Midden op het marktplein onder het 17e-eeuwse stadhuis begint de rondleiding met Olivier Le Boucher. Hij werkt bij de gemeente Domme.
De grotten zijn Le Bouchers kindje. In zijn vrije tijd verdiept hij zich in het ontstaan en de ontwikkeling van grotten. Doel van zijn activiteiten: strijden tegen bestaande mythes. Het is bijvoorbeeld niet zo dat een stalactiet maar 1 of 2 centimeter per eeuw groeit, aldus Le Boucher. Hij kan zich boos maken om gidsen die alleen wijzen op bijzondere vormen in de gesteenten: beesten, smurfen en andere figuren. Nee, hij wil zijn bezoekers iets leren: over stalactieten en stalagmieten, over kolommen en pijlers, over draperieën en spleten.

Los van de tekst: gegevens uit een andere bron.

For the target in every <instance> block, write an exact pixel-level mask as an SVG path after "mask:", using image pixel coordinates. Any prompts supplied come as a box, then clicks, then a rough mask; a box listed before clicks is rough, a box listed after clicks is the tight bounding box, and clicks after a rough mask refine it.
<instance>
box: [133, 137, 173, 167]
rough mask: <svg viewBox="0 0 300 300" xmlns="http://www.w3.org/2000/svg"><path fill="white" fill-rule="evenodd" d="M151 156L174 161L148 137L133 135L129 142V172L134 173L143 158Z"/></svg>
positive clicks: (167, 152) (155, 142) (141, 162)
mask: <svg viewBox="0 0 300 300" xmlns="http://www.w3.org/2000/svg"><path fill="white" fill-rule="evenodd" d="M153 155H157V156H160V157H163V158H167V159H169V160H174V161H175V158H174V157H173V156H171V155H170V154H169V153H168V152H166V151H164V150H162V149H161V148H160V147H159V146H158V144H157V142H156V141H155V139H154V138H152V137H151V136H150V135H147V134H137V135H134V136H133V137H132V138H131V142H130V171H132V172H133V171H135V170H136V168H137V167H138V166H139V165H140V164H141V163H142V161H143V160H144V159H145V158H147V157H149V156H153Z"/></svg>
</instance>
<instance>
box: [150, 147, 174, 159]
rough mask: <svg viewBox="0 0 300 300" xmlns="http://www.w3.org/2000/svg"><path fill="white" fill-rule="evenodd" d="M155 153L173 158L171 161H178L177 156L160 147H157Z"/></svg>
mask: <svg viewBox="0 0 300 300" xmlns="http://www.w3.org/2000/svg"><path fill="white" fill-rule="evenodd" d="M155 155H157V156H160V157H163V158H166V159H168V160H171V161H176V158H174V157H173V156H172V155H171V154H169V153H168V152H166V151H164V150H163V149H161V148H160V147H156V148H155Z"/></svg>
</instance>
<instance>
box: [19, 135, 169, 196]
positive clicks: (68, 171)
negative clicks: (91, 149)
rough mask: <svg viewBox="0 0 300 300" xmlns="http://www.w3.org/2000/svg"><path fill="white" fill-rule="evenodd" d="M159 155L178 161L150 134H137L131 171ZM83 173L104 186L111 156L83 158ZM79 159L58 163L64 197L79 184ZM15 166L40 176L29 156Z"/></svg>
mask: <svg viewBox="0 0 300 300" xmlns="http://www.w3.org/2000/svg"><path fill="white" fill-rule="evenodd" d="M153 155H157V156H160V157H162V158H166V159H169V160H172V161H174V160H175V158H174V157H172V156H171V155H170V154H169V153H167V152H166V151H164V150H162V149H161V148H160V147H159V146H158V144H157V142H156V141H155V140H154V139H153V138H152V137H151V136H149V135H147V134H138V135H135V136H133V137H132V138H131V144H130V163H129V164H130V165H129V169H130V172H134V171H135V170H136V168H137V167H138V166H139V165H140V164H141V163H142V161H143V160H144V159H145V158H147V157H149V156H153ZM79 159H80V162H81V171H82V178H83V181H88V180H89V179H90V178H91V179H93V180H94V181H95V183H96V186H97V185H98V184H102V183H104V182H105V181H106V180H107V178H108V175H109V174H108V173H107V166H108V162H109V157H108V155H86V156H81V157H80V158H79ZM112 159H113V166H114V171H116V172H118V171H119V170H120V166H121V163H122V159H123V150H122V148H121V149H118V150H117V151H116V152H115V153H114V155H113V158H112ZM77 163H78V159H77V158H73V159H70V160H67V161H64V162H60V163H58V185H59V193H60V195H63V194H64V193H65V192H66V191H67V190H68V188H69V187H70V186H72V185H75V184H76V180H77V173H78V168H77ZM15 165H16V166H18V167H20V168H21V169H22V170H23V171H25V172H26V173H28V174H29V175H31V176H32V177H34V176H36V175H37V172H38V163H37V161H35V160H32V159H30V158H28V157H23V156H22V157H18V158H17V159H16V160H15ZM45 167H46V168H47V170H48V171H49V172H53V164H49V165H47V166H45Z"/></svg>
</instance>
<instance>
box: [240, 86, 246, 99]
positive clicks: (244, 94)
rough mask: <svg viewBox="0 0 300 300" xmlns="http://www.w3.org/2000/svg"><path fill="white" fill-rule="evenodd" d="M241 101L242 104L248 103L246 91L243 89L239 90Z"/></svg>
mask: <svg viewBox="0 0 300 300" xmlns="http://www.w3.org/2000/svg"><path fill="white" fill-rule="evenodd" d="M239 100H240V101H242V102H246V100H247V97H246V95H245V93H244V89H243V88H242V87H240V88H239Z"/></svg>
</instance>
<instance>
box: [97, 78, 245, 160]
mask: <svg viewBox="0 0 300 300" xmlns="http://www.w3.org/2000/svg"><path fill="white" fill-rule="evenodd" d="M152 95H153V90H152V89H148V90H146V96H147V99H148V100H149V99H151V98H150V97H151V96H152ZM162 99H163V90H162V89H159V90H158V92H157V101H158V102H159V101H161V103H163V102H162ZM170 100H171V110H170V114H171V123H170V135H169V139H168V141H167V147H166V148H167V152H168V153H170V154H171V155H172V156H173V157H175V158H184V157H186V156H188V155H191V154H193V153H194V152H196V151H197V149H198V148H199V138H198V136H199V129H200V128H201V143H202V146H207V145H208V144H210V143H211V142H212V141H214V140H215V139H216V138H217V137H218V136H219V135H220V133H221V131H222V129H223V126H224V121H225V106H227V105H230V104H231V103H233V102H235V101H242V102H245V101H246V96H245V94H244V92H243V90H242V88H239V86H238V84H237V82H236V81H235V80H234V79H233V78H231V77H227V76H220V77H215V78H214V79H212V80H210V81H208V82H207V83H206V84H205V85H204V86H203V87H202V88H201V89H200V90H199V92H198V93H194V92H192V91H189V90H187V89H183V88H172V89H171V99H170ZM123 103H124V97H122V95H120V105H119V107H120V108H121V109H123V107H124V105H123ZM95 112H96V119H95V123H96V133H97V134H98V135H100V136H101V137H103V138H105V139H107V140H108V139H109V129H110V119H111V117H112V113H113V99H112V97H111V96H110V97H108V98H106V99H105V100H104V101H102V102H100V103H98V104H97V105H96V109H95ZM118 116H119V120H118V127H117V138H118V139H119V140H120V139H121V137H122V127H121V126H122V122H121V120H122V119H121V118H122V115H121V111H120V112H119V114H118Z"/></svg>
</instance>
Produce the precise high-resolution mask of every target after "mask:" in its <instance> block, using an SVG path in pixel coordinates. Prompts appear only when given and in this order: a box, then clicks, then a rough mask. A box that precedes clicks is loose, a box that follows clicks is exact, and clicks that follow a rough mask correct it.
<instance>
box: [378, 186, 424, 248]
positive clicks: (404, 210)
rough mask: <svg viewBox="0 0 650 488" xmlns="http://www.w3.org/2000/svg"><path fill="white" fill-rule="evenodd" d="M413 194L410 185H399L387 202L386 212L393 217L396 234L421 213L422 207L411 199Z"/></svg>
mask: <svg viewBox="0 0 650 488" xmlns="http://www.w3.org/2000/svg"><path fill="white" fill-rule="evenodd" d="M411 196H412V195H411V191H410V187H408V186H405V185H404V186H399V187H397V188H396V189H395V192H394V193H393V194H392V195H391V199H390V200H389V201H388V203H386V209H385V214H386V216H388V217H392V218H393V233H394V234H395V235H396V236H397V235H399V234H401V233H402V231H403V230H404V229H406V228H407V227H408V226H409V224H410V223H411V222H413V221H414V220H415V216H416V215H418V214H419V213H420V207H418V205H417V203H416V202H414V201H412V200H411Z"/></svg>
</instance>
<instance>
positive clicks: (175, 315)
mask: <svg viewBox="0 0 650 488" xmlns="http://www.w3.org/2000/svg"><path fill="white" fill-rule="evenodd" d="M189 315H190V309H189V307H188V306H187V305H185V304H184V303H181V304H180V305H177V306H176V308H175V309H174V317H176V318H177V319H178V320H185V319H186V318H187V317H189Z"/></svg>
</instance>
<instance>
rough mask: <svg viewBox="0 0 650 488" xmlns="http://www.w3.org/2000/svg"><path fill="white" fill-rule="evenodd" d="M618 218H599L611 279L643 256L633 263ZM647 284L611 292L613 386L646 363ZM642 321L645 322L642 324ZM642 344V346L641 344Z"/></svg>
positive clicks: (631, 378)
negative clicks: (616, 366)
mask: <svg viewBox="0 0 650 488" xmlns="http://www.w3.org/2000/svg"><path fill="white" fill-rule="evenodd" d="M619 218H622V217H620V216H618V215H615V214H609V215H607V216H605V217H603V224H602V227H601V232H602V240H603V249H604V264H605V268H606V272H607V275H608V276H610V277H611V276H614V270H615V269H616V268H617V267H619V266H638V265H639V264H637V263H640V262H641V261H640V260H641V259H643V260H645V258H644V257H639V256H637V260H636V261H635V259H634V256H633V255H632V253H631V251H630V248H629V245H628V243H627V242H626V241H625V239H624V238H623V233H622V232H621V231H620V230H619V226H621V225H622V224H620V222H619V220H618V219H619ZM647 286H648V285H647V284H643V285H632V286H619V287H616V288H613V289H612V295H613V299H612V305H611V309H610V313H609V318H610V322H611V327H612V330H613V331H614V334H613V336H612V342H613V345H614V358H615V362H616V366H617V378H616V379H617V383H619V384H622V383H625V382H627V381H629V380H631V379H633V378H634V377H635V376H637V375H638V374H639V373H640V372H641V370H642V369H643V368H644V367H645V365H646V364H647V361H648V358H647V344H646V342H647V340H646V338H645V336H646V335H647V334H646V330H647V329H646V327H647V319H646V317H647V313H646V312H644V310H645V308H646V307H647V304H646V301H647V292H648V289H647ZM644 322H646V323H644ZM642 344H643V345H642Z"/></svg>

En dat doet Le Boucher met verve. Hij houdt van dit onderaardse. Met lede ogen ziet hij dat toeristen in vroeger tijden stalagtieten afbraken en meenamen als souvenir. „Stelen is dat, niets anders.”
De grotten van Domme hebben vier zalen. De lengte is totaal 400 meter. Le Boucher is zuinig op ‘zijn’ grotten. Lampen mogen er niet te lang aan: door licht en warmte groeit alg. ’s Zomers leidt de gids toeristen rond, ’s winters pleegt hij onderhoud. Domme promoot de grotten niet. „We moeten vaak mensen wegsturen omdat de groepen te groot zijn.”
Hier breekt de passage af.